Monitoring of the yellow-bellied toad
The yellow-bellied toad (Bombina variegata) is a small amphibian, not bigger than 5 cm in length and it is included within the species of community interest in Annex I and II of the Habitat Directive 92/43/EEC. The yellow-bellied toad reproduces in temporary small ponds. It lives in the central and subalpine area of the Province of Trento, at an altitude between 200 m and 800 m. In the Adige Valley we can find the most important species left. Today, due to the disappearance of adequate habitats, its populations are endangered in all Europe. Therefore the creation of small humid environments is extremely important for their survival.
The aim of the monitoring process was to identify the sites where the species lived in order to find a way to preserve them such as creating reservoirs to help the yellow-bellied toad and other amphibians to reproduce.
Concerned areas :
- Malga Brigolina, Malghet (Monte Bondone)
- Brusadi, Comun e Stapiana (Terlago-Sorasass)

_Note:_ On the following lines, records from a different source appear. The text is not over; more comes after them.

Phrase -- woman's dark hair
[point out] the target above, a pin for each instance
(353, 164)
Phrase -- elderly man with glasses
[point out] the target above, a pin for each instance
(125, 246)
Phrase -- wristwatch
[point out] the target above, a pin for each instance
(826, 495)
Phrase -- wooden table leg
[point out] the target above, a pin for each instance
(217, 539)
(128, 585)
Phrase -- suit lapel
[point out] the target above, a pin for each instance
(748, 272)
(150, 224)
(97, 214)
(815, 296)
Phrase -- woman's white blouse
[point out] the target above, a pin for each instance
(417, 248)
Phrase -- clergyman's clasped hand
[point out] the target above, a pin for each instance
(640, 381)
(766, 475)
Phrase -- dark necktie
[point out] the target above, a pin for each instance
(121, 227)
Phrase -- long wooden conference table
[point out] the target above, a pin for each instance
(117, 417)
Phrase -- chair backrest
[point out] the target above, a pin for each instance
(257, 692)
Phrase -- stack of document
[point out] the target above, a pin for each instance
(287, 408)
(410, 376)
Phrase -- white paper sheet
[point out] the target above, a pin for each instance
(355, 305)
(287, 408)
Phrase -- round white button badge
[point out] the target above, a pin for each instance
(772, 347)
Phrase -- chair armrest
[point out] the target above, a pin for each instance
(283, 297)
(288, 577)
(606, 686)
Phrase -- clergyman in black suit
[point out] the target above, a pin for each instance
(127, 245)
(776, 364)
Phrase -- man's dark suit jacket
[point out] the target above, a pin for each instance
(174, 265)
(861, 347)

The monitoring has been conducted in 7 sites with small ponds distributed in meadows and pastures in Malga Brigolina, Malghet, S. Anna, Prada and Vela ponds. Extensive studies based on repeated counting and capture-marking-recapture methods have been carried out in all ponds located in agro-pastoral environments. The first method is faster and consists in identifying the number of specimens without capturing them; the method is repeated in the same sites for 4 times during different days. While the second method consists in capturing the animals and trying to recognise them from the spot patterns on their belly. The latter method is more complex but it is a more precise way to count the number of species existing. The capture enables to weight them and identify their length and gender alongside with the taking of biological samples in order to identify possible chytridiomycosis infestations, useful to evaluate the composition and state of health of the populations. At the end of the research the yellow-bellied toads are released in their natural environment.